これからも常識を超えたWow!を創り続けていきたい

 コンサルタント経験者が起業する例は少なくないが、専門領域とは全く異なる分野で起業する例は珍しい。その舞台が、赴任経験のない新興国となれば、なおさらである。なぜ、松田氏は、あえて“茨の道”を選んだのか。

 「ドリームインキュベータ時代、インドで日系企業の新規事業立ち上げに携わったことがあります。インドは東南アジアと比べて仕事が格段に厳しく、移動や食事、コミュニケーションなど、全てがカルチャーショックの連続でした。そんな厳しいビジネス環境の中でも、少しずつ人間関係を作り、信頼関係を作ることによって、新規事業のプロデュースを進めることができた。『あのインドでできたのだから、他の国でも何とかなるはずだ』という根拠のない自信が、自分を支えてくれたような気がします」と松田氏は振り返る。

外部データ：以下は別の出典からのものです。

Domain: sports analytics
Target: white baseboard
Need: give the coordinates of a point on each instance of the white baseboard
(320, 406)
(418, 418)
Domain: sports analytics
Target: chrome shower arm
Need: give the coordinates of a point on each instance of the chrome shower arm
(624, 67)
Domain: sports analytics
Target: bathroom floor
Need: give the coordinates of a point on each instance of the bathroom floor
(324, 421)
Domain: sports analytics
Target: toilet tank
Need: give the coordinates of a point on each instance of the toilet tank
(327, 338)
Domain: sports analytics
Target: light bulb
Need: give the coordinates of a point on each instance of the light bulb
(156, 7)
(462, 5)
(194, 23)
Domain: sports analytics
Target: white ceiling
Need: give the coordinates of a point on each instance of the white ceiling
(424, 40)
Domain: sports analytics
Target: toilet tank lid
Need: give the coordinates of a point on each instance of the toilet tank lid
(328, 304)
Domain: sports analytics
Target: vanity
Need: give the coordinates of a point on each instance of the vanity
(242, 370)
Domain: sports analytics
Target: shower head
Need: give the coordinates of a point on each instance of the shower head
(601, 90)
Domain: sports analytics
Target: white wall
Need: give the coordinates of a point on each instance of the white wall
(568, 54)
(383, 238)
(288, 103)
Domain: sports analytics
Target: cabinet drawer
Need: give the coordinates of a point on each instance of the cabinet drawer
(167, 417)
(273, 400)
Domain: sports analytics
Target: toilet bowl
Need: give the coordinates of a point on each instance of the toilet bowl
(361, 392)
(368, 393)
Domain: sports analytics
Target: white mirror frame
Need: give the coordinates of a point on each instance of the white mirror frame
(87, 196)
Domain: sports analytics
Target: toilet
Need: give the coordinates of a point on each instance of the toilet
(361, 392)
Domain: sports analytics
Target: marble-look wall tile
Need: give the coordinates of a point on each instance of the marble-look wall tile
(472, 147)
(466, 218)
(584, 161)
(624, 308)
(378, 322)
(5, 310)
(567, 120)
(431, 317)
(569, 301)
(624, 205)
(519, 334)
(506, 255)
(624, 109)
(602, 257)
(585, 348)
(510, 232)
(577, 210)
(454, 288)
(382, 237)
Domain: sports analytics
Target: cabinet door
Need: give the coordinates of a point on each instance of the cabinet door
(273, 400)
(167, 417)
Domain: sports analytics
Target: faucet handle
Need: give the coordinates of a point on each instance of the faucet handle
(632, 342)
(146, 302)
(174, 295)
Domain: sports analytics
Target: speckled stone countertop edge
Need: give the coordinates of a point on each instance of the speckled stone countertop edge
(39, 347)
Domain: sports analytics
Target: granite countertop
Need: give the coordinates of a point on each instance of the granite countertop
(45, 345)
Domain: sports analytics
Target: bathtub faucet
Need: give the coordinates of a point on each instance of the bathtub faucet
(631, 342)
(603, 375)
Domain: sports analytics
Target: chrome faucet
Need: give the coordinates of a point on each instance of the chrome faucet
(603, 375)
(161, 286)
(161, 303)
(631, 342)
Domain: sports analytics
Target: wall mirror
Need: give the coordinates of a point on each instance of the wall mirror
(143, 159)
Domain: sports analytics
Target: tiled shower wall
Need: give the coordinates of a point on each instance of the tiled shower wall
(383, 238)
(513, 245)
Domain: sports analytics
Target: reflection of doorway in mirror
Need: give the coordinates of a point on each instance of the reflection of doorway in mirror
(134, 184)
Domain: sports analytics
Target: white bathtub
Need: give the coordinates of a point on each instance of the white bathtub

 今後はタイのみならず、東南アジアとインドでKokotelブランドを展開。1000店舗開業を目標に掲げ、東南アジア最大のホテルチェーンを目指して事業を拡大していくという。また、Kokotelで培ったノウハウを活かし、新たなコンセプトのホテル出店も計画中。さらに、不動産オーナーからアパートの運営を受託し、その収益化を請け負う事業もスタートさせた。

 「これからも、不動産オーナーとゲストのために、常識を超えたWow(ワオ)!を創り続けていきたい。それも、設備やデザインなどのハードウェアに頼らず、挨拶や笑顔といったソフトウェア面のWow!を数多く創っていきたいですね」と松田氏。ホテル滞在がゲストの一生の思い出になるような、感動を提供し続けていきたい、と抱負を語る。

 来るべきホテル大再編時代の到来を予見し、東南アジア全域とインドでのチェーン展開に向けて、着々と布石を打つ松田氏。その気宇壮大なチャレンジを根幹で支えているのは、戦略コンサルティングで磨いた緻密な思考と、1回限りの人生にWow!を求めてやまない熱き情熱なのかもしれない。